U.S. Sens. David Vitter, R-La., and Marco Rubio, R-Fla., butted heads a bit last week over the bipartisan immigration reform framework that Rubio is helping to lead.
Vitter was one of the first senators to express concern that the plan would end up largely as an immigration amnesty program.
Then Vitter went on Laura Ingraham’s conservative radio talk show and called Rubio both “nuts” and “amazingly naïve” for taking the lead on the plan.
Rubio is the son of Cuban immigrants and he is considered a top GOP presidential candidate in 2016.
“As soon as you give them a legal status, they are here legally forever and probably they’re citizens pretty darn soon after,” Vitter said. “And if Marco thinks no matter what happens or doesn’t happen on the enforcement side that’s not going to happen. I just think he’s nuts.”
Politico reported a Rubio aide responded, “David Vitter has done some nuttier things in his life.”
The comment was an apparent reference to Vitter’s past prostitution scandal.
Vitter criticizes EPA
In his new position as ranking Republican of the Senate Environmental and Public Works Committee, Vitter has wasted little time in criticizing the Environmental Protection Agency.
The EPA last week announced new standards and verifications for federal Renewable Fuel Standards in the wake of what the EPA called “high-profile” fraud cases.
Vitter called the announcement more “unicorn-like standards” being placed on renewable fuels production.
“EPA has been getting away with mandating exaggerated fuel standards based on a pie-in-the-sky wishes, and they persevere in ignoring the cold hard facts,” Vitter said in a statement.
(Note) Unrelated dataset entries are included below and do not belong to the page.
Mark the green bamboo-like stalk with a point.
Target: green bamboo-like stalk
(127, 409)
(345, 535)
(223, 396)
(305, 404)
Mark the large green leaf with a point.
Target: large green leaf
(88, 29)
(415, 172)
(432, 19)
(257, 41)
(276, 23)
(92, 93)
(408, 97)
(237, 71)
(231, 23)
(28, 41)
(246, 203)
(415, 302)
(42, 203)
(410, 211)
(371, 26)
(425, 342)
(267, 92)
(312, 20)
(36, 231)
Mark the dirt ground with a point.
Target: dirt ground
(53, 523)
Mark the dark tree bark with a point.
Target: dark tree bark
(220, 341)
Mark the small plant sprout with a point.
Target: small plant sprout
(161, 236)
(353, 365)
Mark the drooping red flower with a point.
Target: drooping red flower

Under the Renewable Fuels Standard, the mandated amount of cellulosic biofuel determines how much refiners, importers and blenders must use or purchase credits for each year to comply with the law.
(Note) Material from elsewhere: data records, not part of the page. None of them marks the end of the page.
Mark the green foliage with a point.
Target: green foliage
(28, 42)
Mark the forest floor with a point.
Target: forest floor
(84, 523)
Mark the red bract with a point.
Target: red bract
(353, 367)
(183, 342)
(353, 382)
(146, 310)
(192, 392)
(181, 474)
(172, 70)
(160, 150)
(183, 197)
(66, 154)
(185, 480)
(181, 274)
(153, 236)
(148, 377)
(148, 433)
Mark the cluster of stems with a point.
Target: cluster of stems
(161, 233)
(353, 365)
Last week, a U.S. Court of Appeals found that the EPA was projecting too much production of cellulosic biofuel for 2012.
“Increasing the standard after their 2012 requirements were vacated is beyond ludicrous, and they continue to force refiners to either purchase even more gallons of product that doesn’t exist or pay a fine,” Vitter added.
La. landfill recognized by EPA
Speaking of the EPA, the agency recognized the St. Landry Parish Landfill for generating renewable energy from a local source, while protecting the climate, providing energy savings and strengthening the economy.
The St. Landry Parish Landfill is now home to a compressed natural gas project developed by the St. Landry Parish Solid Waste District.
This project helps fuel several sheriff’s vehicles and turns 50 cubic feet per minute of landfill gas into 250 gallons of gasoline equivalent, resulting in significant benefits in local air quality, according to the EPA.
The parish government uses the project to educate local residents and students about the environment.
The St. Landry Parish Landfill and seven other landfill methane utilization projects and partners from across the United States were recognized last week at the 16th annual Landfill Methane Outreach Program Conference in Baltimore.
FEMA awards La. grants
The Federal Emergency Management Agency awarded $28.7 million to Louisiana in disaster grants related to hurricanes Katrina and Isaac, including $4.3 million to East Baton Rouge Parish to remove and dispose of more than 500 tons of debris from Isaac.
The largest of the grants is $9.5 million to the Louisiana Department of Transportation and Development to reimburse for emergency transportation of evacuees to shelters before, during and after Isaac.
The other sizable grant was $8.2 million to the LSU Medical Center of Louisiana in New Orleans for the replacement of building contents lost after Katrina.
The LSU Health Sciences Center’s Medical Center of Louisiana at New Orleans is a 23-building medical complex, operating two hospitals, multiple clinics and support facilities.
The other grants are: $2.7 million to the Louisiana National Guard for emergency protective measures from Isaac, $2.3 million to the Plaquemines Parish Sheriff’s Office to restore damaged building contents and equipment from Katrina, and $1.7 million to Plaquemines Parish government for repair of the elevated roadway on a secondary levee damaged because of Isaac.
Sen. Mary Landrieu, D-La., who chairs the Senate Homeland Security Appropriations Subcommittee, announced the grants that are coming from FEMA’s Public Assistance Program.